The length of time taken to catch up was also significantly influenced by gender. Males took an average of 25 days to catch up from a missed class by watching a video, whereas females took an average of 16 days to catch up. The probability of catching up by accessing a lecture video after an absence was also associated with gender, with males being more likely to catch up than females. However, it should be noted that probability was calculated based on absences that were caught up as a function of total absences, and males missed significantly more classes than females. Chester et al.  found no relationship between gender and lecture capture use, but their results were based on subjective student reporting and they did not look specifically at student’s catch up behavior. Similarly, Pinder-Grover et al.  did not find an association between gender and lecture capture use, although they did not look specifically at attendance. Our objective measurement of attendance and lecture capture use provides an indication for a gender effect on catch up behavior.
This study is limited by its small sample size, although the size is what allowed for effective measurement of physical attendance. The combined number of subjects across both classes was 77, which confers reasonable validity to the findings. It is very difficult to measure individual attendance in undergraduate classes, which is why most studies rely on self-reported, rather than actual, attendance. Additionally, there are characteristics of the program of study of the student participants in this study that may have influenced their attendance patterns. The program has several classes with mandatory attendance, which may encourage attendance across other classes as well. Also, the program has a heavy course load, which could constrain time and reduce the likelihood of students catching up from a missed class by accessing a corresponding lecture video. Although students were told that attendance sheets would not be viewed by the instructor until the end of the semester, it is known that attendance is higher in classes where attendance is recorded , so the recording of names may have influenced attendance patterns. On the other hand, the classes in this study were scheduled at 9am two days a week, and was the first scheduled class on one of those days. Early morning classes tend to be less well attended than classes later in the day . This study is also limited by the imprecision of the measurement of video access. As already mentioned, accessing a link does not necessarily indicate that a video was viewed, or that it was viewed in entirety. However, the analytics provided by the streaming server did not distinguish between individual users, so the initial link access was the only metric that could be used to correlate participant absences with video viewing. We did not find any relationships between age and catch-up behavior, but since the subjects in the study were all in the same 2nd year course, the age dispersion may not have been sufficiently broad to investigate this relationship. Age was included as a variable in the analysis since the Winter 2012 class included students in a college transfer bridging program, whose mean age was almost 5 years higher than the Fall 2012 class, but these subjects comprised only 36% of total subjects. Future research should investigate the relationship between age and catch-up behavior using a bigger sample size across different academic levels.

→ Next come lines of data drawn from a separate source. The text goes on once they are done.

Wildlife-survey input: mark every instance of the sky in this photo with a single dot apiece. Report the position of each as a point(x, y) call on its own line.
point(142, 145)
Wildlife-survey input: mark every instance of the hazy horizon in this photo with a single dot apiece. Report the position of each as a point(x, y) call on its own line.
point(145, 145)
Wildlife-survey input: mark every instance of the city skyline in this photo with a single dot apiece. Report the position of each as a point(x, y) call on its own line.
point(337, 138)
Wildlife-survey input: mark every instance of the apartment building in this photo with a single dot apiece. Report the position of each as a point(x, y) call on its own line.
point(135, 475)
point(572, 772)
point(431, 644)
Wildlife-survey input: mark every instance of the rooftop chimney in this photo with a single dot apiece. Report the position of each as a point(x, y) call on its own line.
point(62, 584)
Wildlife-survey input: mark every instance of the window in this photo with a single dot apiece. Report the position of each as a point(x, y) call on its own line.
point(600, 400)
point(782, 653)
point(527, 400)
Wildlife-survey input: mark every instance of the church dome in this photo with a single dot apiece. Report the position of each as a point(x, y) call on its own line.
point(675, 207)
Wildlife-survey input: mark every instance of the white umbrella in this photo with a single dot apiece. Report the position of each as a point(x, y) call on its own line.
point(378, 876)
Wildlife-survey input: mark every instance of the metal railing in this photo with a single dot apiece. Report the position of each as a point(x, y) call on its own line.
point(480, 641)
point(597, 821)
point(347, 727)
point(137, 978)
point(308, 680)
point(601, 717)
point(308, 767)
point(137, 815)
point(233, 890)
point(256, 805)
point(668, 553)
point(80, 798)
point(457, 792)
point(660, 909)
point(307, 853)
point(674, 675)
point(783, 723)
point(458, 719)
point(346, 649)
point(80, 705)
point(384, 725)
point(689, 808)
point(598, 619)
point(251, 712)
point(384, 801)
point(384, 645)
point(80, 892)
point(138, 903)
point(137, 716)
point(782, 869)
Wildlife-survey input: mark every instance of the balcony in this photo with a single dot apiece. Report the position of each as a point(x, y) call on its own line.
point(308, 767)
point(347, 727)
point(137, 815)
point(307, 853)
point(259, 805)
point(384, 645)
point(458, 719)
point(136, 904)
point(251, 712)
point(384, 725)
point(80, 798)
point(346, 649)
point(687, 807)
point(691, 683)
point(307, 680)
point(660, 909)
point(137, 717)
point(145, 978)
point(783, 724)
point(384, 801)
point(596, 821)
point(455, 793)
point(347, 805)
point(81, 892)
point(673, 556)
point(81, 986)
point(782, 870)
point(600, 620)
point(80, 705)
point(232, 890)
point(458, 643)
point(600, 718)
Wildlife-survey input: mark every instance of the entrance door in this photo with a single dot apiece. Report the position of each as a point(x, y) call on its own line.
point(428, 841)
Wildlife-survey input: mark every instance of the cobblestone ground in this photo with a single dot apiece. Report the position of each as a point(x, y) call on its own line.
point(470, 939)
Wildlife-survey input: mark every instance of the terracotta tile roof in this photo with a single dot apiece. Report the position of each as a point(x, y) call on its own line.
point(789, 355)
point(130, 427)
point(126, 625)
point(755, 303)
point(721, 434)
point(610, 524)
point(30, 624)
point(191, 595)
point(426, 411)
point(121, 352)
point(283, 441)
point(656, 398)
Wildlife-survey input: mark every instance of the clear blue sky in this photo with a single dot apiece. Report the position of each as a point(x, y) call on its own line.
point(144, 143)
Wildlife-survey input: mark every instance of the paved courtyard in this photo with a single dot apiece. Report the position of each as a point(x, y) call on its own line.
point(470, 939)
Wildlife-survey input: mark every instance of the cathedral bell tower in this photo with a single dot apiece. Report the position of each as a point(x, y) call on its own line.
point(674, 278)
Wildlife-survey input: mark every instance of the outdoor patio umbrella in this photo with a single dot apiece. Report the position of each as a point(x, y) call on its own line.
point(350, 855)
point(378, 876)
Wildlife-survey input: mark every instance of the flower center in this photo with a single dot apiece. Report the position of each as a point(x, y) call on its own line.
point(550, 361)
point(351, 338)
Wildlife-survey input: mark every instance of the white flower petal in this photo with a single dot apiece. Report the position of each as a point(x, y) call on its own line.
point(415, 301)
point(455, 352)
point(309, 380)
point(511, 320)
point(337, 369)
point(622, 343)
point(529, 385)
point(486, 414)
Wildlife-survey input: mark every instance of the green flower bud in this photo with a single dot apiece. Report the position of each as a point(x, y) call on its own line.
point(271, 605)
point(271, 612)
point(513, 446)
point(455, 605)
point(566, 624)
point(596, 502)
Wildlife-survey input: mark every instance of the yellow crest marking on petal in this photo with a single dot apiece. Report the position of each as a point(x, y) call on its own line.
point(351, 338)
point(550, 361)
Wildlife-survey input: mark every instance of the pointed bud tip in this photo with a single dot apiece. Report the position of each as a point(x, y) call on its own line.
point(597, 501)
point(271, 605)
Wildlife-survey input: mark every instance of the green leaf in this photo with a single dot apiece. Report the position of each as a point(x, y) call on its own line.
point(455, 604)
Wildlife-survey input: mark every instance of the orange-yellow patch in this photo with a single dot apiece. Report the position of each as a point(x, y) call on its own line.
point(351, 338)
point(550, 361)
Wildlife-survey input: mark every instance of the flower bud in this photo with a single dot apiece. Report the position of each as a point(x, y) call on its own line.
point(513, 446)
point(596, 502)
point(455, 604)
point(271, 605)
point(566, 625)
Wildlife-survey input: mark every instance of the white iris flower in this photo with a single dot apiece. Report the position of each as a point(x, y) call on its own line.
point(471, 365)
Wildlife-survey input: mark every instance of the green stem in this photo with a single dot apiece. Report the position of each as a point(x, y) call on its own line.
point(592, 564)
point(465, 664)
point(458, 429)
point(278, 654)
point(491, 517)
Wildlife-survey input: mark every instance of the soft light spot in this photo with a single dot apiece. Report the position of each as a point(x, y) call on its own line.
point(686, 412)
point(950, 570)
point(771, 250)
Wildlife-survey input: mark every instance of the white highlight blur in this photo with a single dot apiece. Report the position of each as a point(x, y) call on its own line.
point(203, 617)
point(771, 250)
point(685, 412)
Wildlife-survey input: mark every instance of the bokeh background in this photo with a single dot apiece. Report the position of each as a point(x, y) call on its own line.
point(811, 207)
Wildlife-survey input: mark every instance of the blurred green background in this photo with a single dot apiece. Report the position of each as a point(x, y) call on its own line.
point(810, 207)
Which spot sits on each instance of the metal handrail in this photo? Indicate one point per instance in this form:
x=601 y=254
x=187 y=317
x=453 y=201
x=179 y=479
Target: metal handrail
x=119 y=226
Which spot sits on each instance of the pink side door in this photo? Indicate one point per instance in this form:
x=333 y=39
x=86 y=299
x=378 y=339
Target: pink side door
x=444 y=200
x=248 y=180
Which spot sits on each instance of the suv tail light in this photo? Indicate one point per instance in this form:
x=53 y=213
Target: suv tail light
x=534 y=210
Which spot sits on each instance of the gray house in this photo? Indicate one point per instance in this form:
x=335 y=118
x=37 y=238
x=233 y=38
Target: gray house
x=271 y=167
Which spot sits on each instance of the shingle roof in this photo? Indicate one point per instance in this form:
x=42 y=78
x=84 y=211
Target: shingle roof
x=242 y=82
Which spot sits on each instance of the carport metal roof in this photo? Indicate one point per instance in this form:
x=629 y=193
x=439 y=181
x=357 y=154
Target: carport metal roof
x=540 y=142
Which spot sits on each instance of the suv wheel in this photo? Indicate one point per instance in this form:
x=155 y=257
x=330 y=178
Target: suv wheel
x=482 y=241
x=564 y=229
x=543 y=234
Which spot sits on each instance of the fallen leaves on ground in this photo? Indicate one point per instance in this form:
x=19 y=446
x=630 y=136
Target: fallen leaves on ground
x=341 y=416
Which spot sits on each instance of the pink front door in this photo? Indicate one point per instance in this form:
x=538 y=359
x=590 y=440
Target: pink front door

Lecture capture is becoming increasingly popular in higher education, and the interest in this technology is projected to intensify in the near future. For this reason, it is important that educators characterize how lecture capture is used by students. This study found that a significant proportion of students do not catch up by accessing a lecture video after an absence, and that when they do, the length of time taken to access the video is likely determined by the time to the next exam. Whether the findings of the present study are interpreted negatively is intricately linked to the question of whether providing lecture capture to students results in a decrease in attendance, and to the nature of the relationships between lecture capture, attendance, and performance. If lecture capture does discourage attendance, then the observation that absences are often not caught up by accessing a corresponding lecture video, or are not caught up within a short timeframe, could be construed negatively; a similar impression would be valid if it were found that the probability of catching up, or the length of time taken to catch up, was associated with student performance. However, this interpretation is not necessarily supported by the literature, which mostly shows that attendance only changes minimally in response to provision of lecture capture [6,10,18,19,21], and furthermore, that lecture capture is often associated with improvements in student performance [6,7,8,9]. This interpretation is also not supported by the present study, which did not find any associations between academic performance and whether absences were caught up or not, or with the time taken to catch up. This study confirms that students use lecture capture variably, and that characteristics such as gender and learning approach influence lecture capture behavior, including catch-up following an absence; a finding that is not unexpected given the diversity of students in higher education.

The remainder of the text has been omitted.